While the Church of England now requires employees and volunteers to have regular oversight and supervision as part of its “Safer recruitment and people management” policy, there is no equivalent expectation for clergy. This is a gaping hole in efforts to improve safeguarding and does little to increase either accountability or support.
Ministerial Development Reviews do provide an opportunity to discuss safeguarding, but the minimum requirement is that they take place only every two years. Without better processes of accountability, there will continue to be clergy who exploit the lack of oversight to abuse others.

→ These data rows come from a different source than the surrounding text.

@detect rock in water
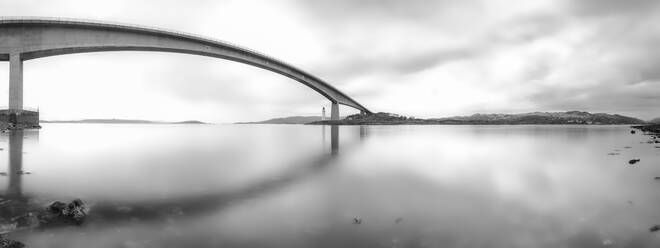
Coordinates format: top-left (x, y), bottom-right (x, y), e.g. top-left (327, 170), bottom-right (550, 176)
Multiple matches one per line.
top-left (39, 199), bottom-right (87, 226)
top-left (649, 225), bottom-right (660, 232)
top-left (0, 235), bottom-right (25, 248)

However, it is encouraging that a number of dioceses are exploring models of supervision, and I hope that the Church of England will commit to develop this approach. It is also important that clergy are able to receive regular support to cope with the many difficult personal situations they meet.
Culture
The national report details a significant number of cultural issues, some related directly to safeguarding, with others that show the Church in a negative light, as it fails to respond appropriately to discrimination, bullying and domestic abuse. Although the report notes,
“The findings of the independent reviewers provide evidence of cultural issues which need to change to ensure improvements in safeguarding and in making a safer church for all.”
there are only two recommendations arising from this section, neither of which relate to the cultural issues affecting safeguarding.
Deceased clergy
The National Safeguarding Panel recommended that the files of deceased clergy should be examined. We were informed that this was not part of the review. Some dioceses have considered deceased clergy files while others have considered them were there was a link to someone alive. The Panel were particularly concerned that the failure to look at deceased clergy files might mean that links between members of the clergy were missed.
Future scrutiny
The National Safeguarding Panel will hold future sessions on the outcome of PCR2. We will be focusing on the implementation of the recommendations and continuing to press for improved transparency, accountability and a change to the culture of the Church.